Di positivo c’è tanto. “Dog bite Dog” è una bestia che respira veleno e lerciume e caccia fuori dolore e cattiveria; si muove nel sudicio e rende tale anche ciò che non lo è. Ti soffoca con aria maleodorante e ti angoscia con un assoluto nichilismo. Non ci sono vie di fuga per nessuno, presto o tardi tutti i personaggi respireranno quell’aria corrotta e maleodorante, abbandonando il loro ruolo e oltrepassando il confine tra ciò che è giusto e ciò che è sbagliato, tra ciò che è bene e ciò che è male..anzi, a dire il vero, di questo confine nel film non si intravede neanche l’ombra e alcuni di loro un ruolo non ce l’hanno neanche mai avuto, sempre che “cane randagio” non possa essere definito tale. Si, come suggerisce anche il titolo, i due protagonisti non sono altro che questo, due bestie cresciute in cattività, uno in Cambogia costretto a massacrare e farsi massacrare dai proprio simili, l’altro in città costretto a percorrere una strada capace solo di logorarlo. Il primo intravede una via di fuga e cerca di arrivarci, l’altro non riesce più a vederla e vira verso l’annullamento di se stesso.

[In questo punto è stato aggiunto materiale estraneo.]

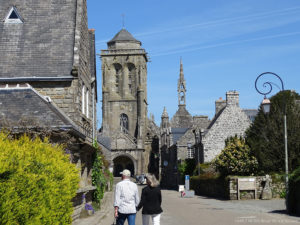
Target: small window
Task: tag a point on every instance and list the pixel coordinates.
(87, 103)
(13, 16)
(83, 99)
(124, 123)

Quello tra i due sembra un combattimento clandestino, senza regole, senza rimorsi, solo rabbia; a sottolinearlo, i versi animaleschi, messì lì non certo per far scena, che accompagnano le scene in cui i due si affrontano e delle ambientazioni sporche quanto tutto il resto. Quest’ultime rappresentano un altro aspetto estremamente positivo; sono a dir poco perfette e maledettamente affascinanti; un continuo susseguirsi di discariche, strade deserte, mercati vuoti, tutti continuamente illuminati da lampioni che abbagliano e sfumano con quella luce gialla e accecante. Stesso discorso per le zone meravigliosamente desertiche in Cambogia, valorizzate da una fotografia tendente anch’essa al giallo.
I dialoghi sono ridotti all’essenziale, tutto è affidato agli sguardi, ai gesti, ma questa non è una novità dato che si sta parlando di una pellicola orientale.

Anche di negativo, purtroppo, ce n’è. Anzitutto, a smorzare l’entusiasmo durante la visione sono delle esagerazione sistematiche che si risolvono in gente che non si fa niente o quasi quando viene raggiunta da un colpo di pistola, in un tizio che riesce a non fiatare quando gli viene conficcato un coltello nella mano e in coincidenze improbabili ed evitabili che vanno a danno della credibilità. Ora, su queste esagerazioni si sarebbe anche potuto chiudere un occhio se non avessero raggiunto il culmine nei 30 minuti finali; infatti se è vero che la Cambogia, scenario finale, è in sé un’ambientazione perfetta, è anche vero che tutto il resto non convince affatto, partendo dallo scontro fra i due, passando per le discutibili scelte relative alla colonna sonora, fino ad arrivare ad una sequenza conclusiva si del tutto simbolica, ma comunque forzata e che vorrebbe da sola contrastare lo sfacelo dell’umanità sottolineato per tutta la durata della pellicola, ma che si risolve in una evitabile stonatura.

Insomma, il netto contrasto tra la prima parte di questo commento e la seconda, credo sia sufficiente a far capire quale occasione mancata sia “Dog bite Dog” e mi dispiace non poco mettere un voto così basso, specie se ripenso ai favolosi 10 minuti iniziali e alle interpretazioni perfette di Sam Lee e di Edison Chen (Infernal Affairs 2). Un vero peccato.